Les procédures engagées devant le juge administratif pour contester les subventions votées par le maitre d’ouvrage semblent purgées (nos informations). Contrainte à la fermeture pour cause d’extinction des subventions municipales de la ville de Lille et celles du conseil régional, la Maison de la Photographie, créée il y a presque un quart de siècle, a souffert de la concurrence de l’Institut considérée par elle comme déloyale au détriment des « petits acteurs culturels ». Ce qui n’a pas empêché son directeur Olivier Spillebout, de proposer au président des Hauts-de-France d’accueillir l’institut dans les locaux de l’ancienne Maison de la Photo dans le quartier de Fives, « pour que la photographie retrouve un espace d’expression à la hauteur de ce que ses artistes méritent« , selon le courrier que vous avons pu consulter. Les deux hommes n’entretiennent pas les relations les plus cordiales – chacun d’eux se sent « insulté » par l’autre – et ont pris l’habitude de communiquer par papier bleu et procédures de justice (nos articles ICI et ICI)…

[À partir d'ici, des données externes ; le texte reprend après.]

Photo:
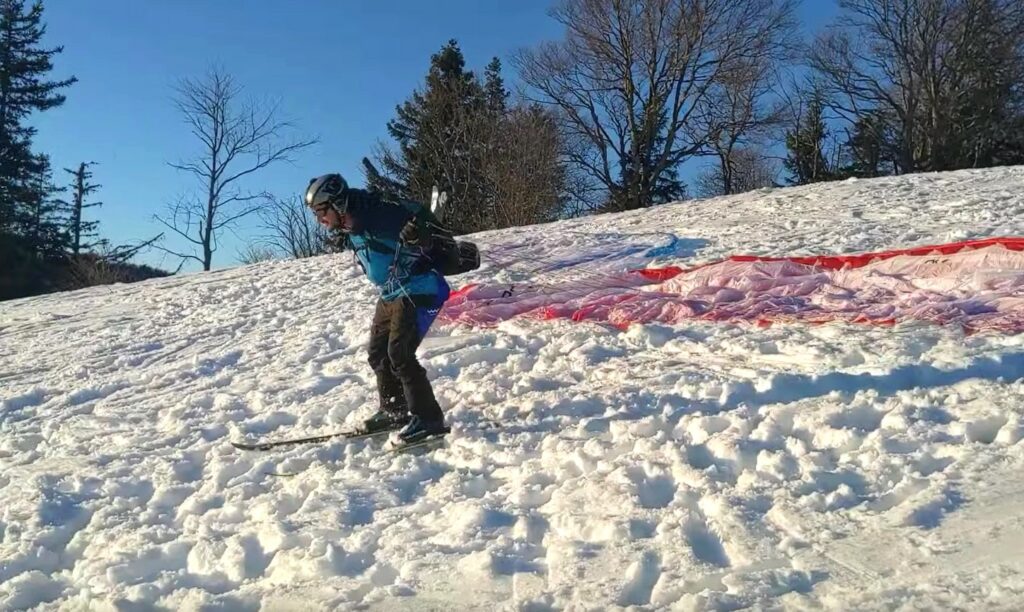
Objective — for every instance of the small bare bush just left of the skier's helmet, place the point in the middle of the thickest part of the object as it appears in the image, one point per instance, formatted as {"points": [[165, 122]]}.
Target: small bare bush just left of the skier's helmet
{"points": [[292, 231]]}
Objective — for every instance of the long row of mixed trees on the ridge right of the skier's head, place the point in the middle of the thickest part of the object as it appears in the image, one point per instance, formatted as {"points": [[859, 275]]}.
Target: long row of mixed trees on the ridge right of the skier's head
{"points": [[608, 118]]}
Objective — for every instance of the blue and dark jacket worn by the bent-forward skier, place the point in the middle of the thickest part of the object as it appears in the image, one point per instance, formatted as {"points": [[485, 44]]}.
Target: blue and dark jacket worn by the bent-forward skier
{"points": [[397, 270]]}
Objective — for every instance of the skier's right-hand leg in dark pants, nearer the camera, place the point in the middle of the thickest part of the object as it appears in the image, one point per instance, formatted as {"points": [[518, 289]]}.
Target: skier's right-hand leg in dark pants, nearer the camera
{"points": [[409, 325]]}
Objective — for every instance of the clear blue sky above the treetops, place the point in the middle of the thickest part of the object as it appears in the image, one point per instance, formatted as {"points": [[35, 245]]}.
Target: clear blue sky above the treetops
{"points": [[337, 68]]}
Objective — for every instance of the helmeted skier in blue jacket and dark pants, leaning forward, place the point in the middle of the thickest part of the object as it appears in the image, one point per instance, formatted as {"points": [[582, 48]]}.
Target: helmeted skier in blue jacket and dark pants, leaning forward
{"points": [[391, 241]]}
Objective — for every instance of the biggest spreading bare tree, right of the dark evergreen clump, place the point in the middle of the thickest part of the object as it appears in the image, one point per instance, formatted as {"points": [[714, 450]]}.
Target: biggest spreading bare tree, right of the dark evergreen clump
{"points": [[631, 78]]}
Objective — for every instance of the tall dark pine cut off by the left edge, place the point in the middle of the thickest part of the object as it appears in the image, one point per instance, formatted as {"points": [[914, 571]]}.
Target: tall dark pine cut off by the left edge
{"points": [[24, 91]]}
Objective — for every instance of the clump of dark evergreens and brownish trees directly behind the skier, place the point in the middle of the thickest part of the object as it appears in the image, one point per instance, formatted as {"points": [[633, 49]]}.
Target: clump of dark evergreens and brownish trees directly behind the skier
{"points": [[499, 164]]}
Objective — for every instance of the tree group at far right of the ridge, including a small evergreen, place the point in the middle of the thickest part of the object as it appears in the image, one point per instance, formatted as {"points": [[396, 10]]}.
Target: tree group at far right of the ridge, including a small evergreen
{"points": [[913, 86]]}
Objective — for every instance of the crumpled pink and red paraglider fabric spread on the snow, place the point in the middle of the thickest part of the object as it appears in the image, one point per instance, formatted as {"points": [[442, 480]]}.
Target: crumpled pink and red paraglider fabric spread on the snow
{"points": [[978, 285]]}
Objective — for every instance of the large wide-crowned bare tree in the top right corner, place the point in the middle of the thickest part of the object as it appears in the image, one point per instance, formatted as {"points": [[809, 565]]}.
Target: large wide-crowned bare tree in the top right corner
{"points": [[942, 71]]}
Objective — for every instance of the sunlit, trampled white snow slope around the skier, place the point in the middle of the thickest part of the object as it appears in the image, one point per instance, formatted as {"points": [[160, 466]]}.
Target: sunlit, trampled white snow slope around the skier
{"points": [[699, 466]]}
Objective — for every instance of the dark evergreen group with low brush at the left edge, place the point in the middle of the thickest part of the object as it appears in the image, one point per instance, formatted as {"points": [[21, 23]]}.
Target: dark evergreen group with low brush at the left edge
{"points": [[48, 242]]}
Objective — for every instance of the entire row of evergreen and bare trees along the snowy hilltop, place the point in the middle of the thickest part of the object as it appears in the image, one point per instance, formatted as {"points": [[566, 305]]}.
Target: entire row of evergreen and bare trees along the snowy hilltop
{"points": [[610, 118]]}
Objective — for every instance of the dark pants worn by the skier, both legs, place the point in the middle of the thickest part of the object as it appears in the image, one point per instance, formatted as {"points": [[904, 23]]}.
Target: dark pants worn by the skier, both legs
{"points": [[397, 332]]}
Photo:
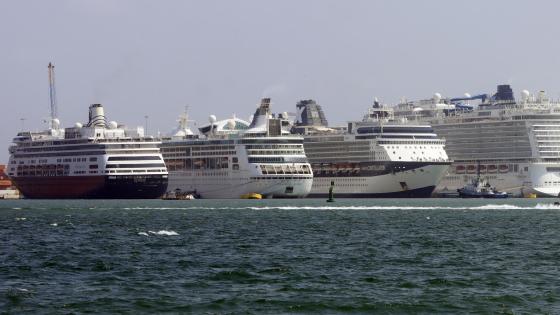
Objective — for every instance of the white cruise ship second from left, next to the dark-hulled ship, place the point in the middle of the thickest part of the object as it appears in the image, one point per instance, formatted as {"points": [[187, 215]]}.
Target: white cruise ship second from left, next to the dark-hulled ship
{"points": [[231, 158]]}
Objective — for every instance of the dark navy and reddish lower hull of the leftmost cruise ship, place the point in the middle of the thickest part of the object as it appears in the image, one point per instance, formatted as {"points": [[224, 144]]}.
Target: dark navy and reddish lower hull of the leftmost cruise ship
{"points": [[94, 187]]}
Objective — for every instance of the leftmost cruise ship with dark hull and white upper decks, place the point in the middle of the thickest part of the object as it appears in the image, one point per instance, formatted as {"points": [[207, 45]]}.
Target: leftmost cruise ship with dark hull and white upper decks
{"points": [[97, 160]]}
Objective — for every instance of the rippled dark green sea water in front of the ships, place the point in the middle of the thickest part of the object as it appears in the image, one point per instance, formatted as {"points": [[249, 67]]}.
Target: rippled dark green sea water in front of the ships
{"points": [[280, 256]]}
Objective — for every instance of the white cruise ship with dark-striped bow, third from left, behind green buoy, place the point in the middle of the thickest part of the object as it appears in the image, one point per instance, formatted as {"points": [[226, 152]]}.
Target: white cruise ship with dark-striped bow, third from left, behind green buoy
{"points": [[378, 156]]}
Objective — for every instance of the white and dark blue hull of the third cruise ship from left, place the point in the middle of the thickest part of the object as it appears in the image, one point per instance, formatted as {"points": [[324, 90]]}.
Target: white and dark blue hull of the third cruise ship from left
{"points": [[416, 182]]}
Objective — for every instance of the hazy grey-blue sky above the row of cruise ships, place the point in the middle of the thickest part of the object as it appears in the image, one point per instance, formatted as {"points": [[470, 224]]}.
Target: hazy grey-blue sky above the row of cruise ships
{"points": [[152, 58]]}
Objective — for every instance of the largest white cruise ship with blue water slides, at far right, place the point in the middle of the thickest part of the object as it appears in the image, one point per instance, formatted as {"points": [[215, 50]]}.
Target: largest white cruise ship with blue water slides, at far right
{"points": [[515, 145]]}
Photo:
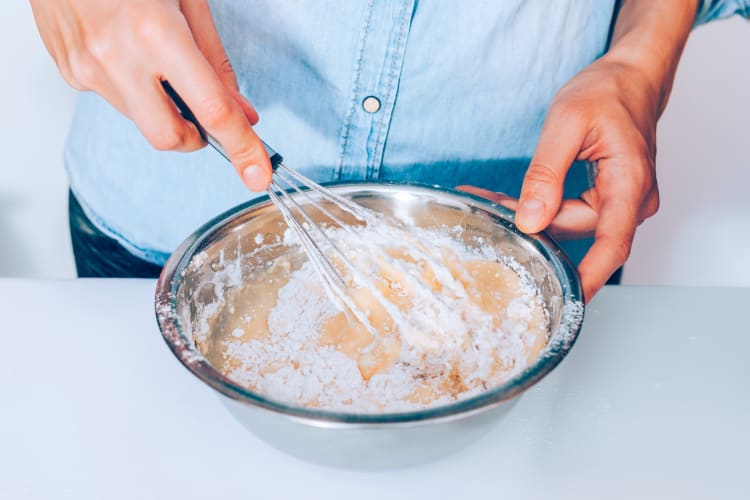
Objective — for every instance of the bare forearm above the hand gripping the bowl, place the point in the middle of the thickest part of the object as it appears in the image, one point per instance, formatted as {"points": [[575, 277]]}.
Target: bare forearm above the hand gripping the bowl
{"points": [[649, 36]]}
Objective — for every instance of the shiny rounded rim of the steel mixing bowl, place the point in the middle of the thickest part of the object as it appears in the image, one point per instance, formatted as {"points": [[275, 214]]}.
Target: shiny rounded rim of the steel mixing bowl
{"points": [[169, 325]]}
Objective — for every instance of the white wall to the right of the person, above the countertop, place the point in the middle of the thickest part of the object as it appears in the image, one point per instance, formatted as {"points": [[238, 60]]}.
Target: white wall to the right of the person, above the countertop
{"points": [[701, 235]]}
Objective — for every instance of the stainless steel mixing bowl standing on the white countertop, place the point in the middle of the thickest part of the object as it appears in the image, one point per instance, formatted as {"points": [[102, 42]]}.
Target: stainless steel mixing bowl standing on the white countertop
{"points": [[188, 286]]}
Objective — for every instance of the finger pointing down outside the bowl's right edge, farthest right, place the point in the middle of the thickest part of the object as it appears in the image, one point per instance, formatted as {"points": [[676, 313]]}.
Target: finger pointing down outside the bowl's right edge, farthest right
{"points": [[614, 234]]}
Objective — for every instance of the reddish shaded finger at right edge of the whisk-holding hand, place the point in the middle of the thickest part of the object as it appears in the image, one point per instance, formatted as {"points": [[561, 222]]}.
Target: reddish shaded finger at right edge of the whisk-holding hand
{"points": [[200, 20]]}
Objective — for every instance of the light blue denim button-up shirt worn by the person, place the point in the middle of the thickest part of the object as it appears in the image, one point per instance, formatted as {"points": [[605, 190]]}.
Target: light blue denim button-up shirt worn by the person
{"points": [[462, 89]]}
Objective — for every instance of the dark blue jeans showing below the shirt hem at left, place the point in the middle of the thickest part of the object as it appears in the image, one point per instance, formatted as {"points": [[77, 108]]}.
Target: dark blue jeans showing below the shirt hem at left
{"points": [[99, 256]]}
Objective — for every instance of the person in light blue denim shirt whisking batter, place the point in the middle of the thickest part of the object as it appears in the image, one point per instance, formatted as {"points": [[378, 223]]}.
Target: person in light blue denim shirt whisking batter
{"points": [[505, 99]]}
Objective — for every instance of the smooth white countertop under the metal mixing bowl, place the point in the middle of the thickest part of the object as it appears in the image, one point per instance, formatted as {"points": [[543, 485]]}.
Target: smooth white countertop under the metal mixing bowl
{"points": [[652, 402]]}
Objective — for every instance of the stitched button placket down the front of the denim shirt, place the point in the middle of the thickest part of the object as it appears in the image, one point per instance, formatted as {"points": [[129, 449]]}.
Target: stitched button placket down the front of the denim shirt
{"points": [[377, 72]]}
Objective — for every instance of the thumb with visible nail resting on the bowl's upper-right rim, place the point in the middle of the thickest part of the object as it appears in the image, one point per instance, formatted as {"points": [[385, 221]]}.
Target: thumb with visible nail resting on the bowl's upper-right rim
{"points": [[541, 194]]}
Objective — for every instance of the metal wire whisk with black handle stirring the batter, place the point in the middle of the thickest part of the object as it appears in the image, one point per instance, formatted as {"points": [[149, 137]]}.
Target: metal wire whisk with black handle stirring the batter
{"points": [[315, 242]]}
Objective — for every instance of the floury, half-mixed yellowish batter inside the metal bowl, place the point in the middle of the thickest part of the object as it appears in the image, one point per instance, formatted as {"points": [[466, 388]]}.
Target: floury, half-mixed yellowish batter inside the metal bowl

*Les grands équipements culturels sont réputés dévoreurs de capitaux publics. Créé il y a une trentaine d’années, le studio d’arts contemporains du Fresnoy à Tourcoing, lui aussi équipement de référence, avait coûté 128 millions de francs. Après un premier audit en 2003, la Chambre régionale des comptes s’est récemment penchée sur le bilan financier et budgétaire de l’établissement tourquennois en pointant la rémunération du fondateur (nos révélations). Un budget abondé chaque année par les collectivités dont la région des Hauts-de-France, décidément généreuse. Depuis 2018, une dizaine de subventions ont été votées par le conseil régional pour l’institut pour la photographie. En février 2016, feu Pierre de Saintignon rendait un hommage appuyé à la Maison de la photographie à l’occasion du vernissage de l’exposition Julian Lennon : « Celle qui donne la chance aux artistes et celle qui est un instrument de proximité vers la population car nous sommes ici dans un quartier très populaire (NDLR : Fives) ».